Although of Course You End Up Becoming Yourself

A Road Trip With David Foster Wallace

By David Lipsky

(Amazon)

Overview:

A biography in five days, Although Of Course You End Up Becoming Yourself is David Foster Wallace as few experienced this great American writer. Told in his own words, here is Wallace’s own story, and his astonishing, humane, alert way of looking at the world; here are stories of being a young writer—of being young generally—trying to knit together your ideas of who you should be and who other people expect you to be, and of being young in March of 1996. And of what it was like to be with and—as he tells it—what it was like to become David Foster Wallace.

Favorite Quote:

The parts of me that used to think I was different or smarter or whatever, almost made me die.

Other Quotes:

- And I think that the ultimate way you and I get lucky is if you have some success early in life, you get to find out early it doesn't mean anything. Which means you get to start early the work of figuring out what does mean something.

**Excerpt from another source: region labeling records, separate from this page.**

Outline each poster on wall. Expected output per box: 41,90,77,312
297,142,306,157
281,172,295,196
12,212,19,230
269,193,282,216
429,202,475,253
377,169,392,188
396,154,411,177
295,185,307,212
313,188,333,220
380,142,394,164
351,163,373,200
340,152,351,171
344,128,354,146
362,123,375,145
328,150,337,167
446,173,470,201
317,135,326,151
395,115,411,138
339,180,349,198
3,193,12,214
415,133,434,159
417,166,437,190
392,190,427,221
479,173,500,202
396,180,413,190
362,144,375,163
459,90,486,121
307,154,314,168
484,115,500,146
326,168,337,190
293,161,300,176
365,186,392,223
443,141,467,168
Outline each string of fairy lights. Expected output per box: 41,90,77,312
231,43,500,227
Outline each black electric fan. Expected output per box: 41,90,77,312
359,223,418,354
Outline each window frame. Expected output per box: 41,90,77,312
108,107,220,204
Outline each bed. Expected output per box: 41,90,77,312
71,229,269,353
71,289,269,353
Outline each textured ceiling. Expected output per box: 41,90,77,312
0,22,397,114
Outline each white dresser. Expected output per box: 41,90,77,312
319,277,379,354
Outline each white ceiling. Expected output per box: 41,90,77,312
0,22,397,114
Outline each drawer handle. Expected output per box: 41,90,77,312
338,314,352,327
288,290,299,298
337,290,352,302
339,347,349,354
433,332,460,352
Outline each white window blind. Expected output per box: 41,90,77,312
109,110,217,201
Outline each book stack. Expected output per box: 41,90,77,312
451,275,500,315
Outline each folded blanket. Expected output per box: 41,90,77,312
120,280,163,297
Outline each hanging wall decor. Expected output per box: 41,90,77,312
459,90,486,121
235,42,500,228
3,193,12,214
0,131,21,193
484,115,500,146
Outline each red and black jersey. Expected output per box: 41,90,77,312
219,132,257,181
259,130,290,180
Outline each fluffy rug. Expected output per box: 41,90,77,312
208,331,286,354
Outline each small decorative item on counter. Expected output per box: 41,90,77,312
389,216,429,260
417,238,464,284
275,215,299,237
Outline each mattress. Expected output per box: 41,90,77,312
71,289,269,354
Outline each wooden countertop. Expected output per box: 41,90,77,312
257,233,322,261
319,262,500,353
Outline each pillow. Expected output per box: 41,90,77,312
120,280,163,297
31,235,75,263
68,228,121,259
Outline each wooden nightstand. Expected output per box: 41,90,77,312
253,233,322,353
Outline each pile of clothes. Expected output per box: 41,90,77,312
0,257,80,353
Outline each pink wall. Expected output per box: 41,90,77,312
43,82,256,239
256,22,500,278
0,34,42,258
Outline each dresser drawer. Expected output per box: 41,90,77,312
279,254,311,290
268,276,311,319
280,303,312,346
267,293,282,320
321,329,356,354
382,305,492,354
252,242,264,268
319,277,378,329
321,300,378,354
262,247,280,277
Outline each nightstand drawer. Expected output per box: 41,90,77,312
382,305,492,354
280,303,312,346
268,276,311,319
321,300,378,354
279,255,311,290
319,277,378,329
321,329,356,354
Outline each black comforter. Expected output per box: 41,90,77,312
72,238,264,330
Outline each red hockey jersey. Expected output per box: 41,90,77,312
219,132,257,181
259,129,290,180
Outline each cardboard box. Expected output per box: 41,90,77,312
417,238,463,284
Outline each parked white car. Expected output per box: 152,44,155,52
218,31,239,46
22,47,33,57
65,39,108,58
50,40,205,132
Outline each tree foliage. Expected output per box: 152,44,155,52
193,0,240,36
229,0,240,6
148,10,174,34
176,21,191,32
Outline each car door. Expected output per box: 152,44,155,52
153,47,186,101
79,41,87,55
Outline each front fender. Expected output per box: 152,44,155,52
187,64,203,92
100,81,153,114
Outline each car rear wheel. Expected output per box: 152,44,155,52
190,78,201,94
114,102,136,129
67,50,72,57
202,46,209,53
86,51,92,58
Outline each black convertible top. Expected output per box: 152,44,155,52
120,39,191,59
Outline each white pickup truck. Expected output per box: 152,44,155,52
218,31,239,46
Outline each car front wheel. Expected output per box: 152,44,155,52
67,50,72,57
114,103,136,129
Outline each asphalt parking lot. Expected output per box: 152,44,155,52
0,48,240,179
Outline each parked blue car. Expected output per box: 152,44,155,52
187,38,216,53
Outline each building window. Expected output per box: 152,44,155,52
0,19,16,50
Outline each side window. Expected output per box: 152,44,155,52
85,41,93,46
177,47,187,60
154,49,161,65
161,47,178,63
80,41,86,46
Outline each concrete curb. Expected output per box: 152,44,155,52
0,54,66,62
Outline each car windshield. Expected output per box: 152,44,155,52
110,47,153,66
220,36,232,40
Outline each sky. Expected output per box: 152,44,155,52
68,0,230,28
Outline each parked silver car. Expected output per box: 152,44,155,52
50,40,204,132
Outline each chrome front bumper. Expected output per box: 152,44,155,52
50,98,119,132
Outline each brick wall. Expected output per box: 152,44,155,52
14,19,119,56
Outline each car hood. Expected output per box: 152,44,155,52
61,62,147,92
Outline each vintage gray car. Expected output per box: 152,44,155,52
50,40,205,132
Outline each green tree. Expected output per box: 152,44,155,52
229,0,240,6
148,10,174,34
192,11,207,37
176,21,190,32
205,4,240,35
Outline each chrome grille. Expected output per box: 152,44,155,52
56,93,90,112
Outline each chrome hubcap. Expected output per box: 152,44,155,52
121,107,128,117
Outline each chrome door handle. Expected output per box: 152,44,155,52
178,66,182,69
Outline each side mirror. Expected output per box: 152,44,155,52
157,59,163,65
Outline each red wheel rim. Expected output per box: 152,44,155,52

- For us, it's gonna be that at, at a certain point, that we're either gonna have to put away childish things and discipline ourself about how much time do I spend being passively entertained? And how much time do I spend doing stuff that actually isn't all that much fun minute by minute, but that builds certain muscles in me as a grown-up and a human being.

- I think it's-I mean I think the whole thing is an enormous game of Little Red Riding Hood, and you're trying to find what's just right. And you, you know-what is it?-you can't find the middle till you hit both walls? You know? The thing that really scares me about this country and again, I'd want you to stress, I'm a private citizen, I am not a pundit. Is I think we're really setting ourselves up for repression and fascism. I think our hunger, our hunger to have somebody else tell us what to do-or for some sort of certainty, or something to steer by-is getting so bad, um, that I think it's, there's even a, Hayek's Road to Serfdom, I mean, makes a similar argument economically. But I think, you know, in Pat Buchanan, in Rush Limbaugh, there are rumbles on the Western horizon, you know. And that it's going to be, that the next few decades are going to be really scary. Particularly if things get economically shaky, and people for instance-people who've never been hungry before, might be hungry or might be cold.

- I think somebody who's been in a suicide ward is either way better prepared or way less well prepared. Because I mean, I don't think we ever change. I mean I'm sure there are still those same parts of me. I've just got to find a way to not let them drive.